Introduction

The binary number system plays a central role in how information is stored and calculated on computers. Knowing how the binary system works, can help us understand how computers function, translate input and display results/outputs.

This instructable is about negative binary numbers. It will teach you how to convert negative numbers to binary numbers. Instructions for adding in binary have also been included in this instructable.

Supplies:

· Pencil

· Paper

· Calculator (recommended)

Time: 15 – 20 minutes

Step 1: Divide Until You Reach Zero

Example

Take the number, ignore the negative sign, and divide the number by 2 and write down the remainder to the right as shown in the picture. (In the picture 'R' stands for the remainder.) Even if the remainder is 0, write it down to the right. Now, keep dividing each quotient by 2 until zero is the quotient and keep writing down the remainder to the right. It is better to continue this division downward by writing down each quotient under the previous quotient as shown in picture.

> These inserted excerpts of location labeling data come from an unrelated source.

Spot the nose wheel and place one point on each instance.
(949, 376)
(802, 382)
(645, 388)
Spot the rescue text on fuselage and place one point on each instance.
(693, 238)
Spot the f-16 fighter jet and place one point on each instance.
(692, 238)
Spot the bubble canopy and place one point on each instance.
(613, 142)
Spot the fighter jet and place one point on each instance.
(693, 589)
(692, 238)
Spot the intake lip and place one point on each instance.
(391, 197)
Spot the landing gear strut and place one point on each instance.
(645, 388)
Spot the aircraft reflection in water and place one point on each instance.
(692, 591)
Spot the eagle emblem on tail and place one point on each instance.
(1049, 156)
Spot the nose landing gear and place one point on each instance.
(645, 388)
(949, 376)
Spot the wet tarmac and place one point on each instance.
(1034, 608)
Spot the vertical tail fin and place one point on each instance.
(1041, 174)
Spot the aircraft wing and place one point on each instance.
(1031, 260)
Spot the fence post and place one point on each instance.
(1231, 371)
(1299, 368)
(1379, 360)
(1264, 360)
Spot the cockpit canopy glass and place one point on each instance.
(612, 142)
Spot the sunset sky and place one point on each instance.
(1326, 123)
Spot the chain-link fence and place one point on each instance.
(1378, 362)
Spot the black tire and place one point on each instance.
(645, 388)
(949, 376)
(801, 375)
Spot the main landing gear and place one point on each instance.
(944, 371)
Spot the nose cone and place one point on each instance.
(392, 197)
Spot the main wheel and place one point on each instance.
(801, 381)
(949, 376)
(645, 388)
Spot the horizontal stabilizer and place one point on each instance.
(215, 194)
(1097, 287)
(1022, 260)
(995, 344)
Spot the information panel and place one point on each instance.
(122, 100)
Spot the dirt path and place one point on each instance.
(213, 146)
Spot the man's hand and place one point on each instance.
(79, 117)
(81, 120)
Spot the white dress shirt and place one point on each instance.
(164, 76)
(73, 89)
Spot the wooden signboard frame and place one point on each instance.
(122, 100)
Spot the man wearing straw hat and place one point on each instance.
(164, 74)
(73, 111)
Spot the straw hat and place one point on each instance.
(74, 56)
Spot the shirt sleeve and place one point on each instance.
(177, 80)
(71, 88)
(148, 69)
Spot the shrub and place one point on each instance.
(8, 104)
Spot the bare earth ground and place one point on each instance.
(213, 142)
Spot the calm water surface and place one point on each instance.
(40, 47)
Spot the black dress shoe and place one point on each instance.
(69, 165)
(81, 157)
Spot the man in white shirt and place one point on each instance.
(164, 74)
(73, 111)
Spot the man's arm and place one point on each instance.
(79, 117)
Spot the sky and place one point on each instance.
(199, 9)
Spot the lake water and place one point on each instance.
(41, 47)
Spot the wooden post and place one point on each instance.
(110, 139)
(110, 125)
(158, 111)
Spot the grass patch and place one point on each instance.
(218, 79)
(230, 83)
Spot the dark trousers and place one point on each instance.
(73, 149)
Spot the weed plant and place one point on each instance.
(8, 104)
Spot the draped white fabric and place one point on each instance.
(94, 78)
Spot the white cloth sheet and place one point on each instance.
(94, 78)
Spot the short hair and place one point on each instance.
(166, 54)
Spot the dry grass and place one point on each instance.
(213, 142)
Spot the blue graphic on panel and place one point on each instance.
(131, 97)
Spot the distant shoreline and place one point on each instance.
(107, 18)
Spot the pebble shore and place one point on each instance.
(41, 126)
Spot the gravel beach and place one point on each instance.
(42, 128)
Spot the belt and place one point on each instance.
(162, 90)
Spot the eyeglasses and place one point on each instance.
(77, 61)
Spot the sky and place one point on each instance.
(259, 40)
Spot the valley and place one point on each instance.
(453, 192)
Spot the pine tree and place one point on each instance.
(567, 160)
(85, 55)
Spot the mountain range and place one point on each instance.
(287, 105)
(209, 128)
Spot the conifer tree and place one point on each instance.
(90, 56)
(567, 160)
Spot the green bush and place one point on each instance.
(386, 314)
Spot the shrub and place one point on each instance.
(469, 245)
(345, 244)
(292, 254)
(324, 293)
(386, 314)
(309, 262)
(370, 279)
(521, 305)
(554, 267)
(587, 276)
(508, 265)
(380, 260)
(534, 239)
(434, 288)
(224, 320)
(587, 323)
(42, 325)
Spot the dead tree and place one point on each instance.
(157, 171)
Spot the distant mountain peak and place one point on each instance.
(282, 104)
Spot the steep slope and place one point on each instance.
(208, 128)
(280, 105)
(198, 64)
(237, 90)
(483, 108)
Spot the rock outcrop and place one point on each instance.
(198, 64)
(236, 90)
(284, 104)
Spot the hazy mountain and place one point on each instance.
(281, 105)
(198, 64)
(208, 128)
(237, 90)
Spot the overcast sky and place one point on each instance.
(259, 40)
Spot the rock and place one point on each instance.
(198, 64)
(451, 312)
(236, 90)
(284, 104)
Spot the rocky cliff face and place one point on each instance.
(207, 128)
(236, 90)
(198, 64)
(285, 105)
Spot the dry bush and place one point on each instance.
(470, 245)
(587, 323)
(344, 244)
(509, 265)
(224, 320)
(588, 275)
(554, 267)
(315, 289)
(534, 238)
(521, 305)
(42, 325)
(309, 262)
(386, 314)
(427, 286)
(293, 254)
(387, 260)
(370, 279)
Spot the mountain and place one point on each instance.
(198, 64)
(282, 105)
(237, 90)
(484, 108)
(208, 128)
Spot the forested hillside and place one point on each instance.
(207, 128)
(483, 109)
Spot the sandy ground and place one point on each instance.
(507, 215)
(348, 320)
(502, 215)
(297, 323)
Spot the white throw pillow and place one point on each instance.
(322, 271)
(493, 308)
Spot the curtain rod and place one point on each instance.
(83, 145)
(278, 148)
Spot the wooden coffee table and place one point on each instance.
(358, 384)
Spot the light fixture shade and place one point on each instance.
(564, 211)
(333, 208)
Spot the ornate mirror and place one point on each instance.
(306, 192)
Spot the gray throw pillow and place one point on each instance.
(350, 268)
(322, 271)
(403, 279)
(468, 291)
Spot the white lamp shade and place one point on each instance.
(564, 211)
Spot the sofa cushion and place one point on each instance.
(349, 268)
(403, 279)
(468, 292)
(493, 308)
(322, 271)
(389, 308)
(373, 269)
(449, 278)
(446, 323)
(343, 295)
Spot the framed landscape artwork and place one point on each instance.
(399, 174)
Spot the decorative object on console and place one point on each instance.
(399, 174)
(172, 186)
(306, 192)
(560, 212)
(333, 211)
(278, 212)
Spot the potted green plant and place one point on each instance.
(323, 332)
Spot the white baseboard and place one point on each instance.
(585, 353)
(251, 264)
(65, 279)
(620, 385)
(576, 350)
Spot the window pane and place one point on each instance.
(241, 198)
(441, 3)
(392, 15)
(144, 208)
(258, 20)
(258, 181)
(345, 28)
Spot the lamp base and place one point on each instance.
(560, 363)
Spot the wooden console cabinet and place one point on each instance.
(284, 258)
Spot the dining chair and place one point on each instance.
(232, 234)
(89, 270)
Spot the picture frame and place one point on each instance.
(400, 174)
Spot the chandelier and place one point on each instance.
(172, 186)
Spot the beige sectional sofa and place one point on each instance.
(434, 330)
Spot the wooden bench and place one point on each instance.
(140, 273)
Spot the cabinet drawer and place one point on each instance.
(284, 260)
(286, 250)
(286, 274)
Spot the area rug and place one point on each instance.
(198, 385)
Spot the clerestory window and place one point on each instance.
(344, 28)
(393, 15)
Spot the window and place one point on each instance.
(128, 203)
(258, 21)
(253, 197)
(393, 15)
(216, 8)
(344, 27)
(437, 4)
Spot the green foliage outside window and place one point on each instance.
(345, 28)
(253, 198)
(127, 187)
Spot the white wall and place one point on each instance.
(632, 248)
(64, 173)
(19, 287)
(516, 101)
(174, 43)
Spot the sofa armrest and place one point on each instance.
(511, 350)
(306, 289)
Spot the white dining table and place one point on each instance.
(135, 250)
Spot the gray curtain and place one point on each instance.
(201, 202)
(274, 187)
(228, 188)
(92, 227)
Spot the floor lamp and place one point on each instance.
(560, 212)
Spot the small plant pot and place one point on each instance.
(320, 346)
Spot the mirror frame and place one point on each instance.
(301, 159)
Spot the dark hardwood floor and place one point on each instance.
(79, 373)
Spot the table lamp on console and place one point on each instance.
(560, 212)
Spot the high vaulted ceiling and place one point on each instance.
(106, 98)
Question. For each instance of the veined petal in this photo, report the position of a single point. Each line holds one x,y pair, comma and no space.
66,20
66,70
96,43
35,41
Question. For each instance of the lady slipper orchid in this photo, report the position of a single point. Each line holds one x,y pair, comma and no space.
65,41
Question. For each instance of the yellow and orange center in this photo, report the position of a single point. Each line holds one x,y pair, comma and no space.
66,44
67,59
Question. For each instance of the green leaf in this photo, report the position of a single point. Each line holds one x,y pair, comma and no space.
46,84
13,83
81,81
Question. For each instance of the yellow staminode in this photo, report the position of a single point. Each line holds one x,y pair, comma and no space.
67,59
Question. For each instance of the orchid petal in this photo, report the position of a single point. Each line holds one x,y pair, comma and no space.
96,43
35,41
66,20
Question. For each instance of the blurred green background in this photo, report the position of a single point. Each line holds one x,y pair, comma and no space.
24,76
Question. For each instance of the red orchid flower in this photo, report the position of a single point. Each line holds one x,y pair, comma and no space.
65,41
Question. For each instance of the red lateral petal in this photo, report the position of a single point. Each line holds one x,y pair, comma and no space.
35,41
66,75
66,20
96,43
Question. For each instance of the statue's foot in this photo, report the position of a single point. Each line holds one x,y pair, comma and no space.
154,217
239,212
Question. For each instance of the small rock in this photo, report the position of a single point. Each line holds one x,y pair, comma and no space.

If you have trouble dividing the number use a calculator. In the calculator, when you divide a number by 2, you will either get a whole number(ex: 22) or get a number ending in .5(ex: 22.5). If the quotient is a whole number it means that the remainder is 0 and if the quotient ends in .5 it means that the remainder is 1. As you are dividing, make sure all the remainders are either 1 or 0. When you are finished check to make sure that the number of times you divide equals the number of remainders you have to the right. In the example, notice that the number has been divided 9 times and there are 9 remainders written to the right.

Step 2: Derive Result

Example

Write down the remainders bottom to top linearly to get a sequence of 1s and 0s (binary sequence), as shown in the picture. Make sure that the length of the binary sequence is equal to the number of remainders you have written to the right of your division.

Now, starting at the end of the binary sequence draw a long line every 4 numbers. Refer to the picture if you have any confusion.

Step 3: Extend Binary Sequence

The size of the binary sequence can either be a double word, word, or a byte, which are 32, 16, and 8 bits respectively. 32, 16 or 8 are the number of binary numbers( 1s or 0s), you will have in your final answer. Most times if the problem asks us to find the double word/word-length/ byte-length binary representation of a number we extend the answer to their size with 0s.

Byte = 8 bits = 8 numbers in binary sequence

Word = 16 bits = 16 numbers in binary sequence

Double Word = 32 bits = 32 numbers in binary sequence

Few examples on extending:

- If our binary sequence ends up being 111 1000, and we are told to find the byte-length binary representation we add an extra zero to the beginning, so that the final binary sequence is: 0111 1000. We add one zero to the front because our binary sequence had only 7 numbers and a byte requires 8 numbers and 8 - 7 = 1.

- If our binary sequence ends up being 01 0111 1000, and we are told to find the word-length binary representation we add six zeros to the beginning, so that the final binary sequence is: 0000 0001 0111 1000. We add six zeros to the front because our binary sequence had only 10 numbers and a byte requires 16 numbers and 16 - 10 = 6.

Example

In our example, the binary sequence we have is 1 0100 1000, and we are told to find the word-length binary representation. There are 9 numbers in this binary sequence and we need there to be 16 numbers in the sequence. So, we add seven zeros to the beginning of the binary sequence (16 - 9 = 7).

Step 4: 2’s Complement Representation

2's Complement notation is how every computer represents negative integers. To get the two's complement notation of a negative integer, you write out the number in binary, invert the digits, and then add one.

Example

Draw a line under the binary sequence from previous step and flip each bit(under each 1 write down a 0 and under each 0 write down a 1). The new “flipped” binary sequence should be the same length as the previous binary sequence.

Step 5: Add One

There is one important rule to binary addition. If we are adding a 1 and a 1 it is equal to 10, not 2. So when we add 1 and 1, we place 0 in the answer box and carry the 1 (add as if you are adding 10 to normal numbers).

Example

See the example in the picture, if you have any confusion on how to add.

Step 6: Final Answer Format

There are 3 ways to represent numbers in computer science: binary, hexadecimal and decimal. Decimal is the way we represent numbers in every day life and has a base 10. Hexadecimal, like binary is another way we represent numbers and has a base 16. Binary has a base of 2.

Decimal ---> Base 10

Hexadecimal --> Base 16

Binary --> Base 2

Example

Group the binary sequence into groups of 4 leaving a space between each group, as shown in the picture. To indicate our answer is in binary (binary numbers are base 2), we must include a 2 at the bottom right corner of the sequence.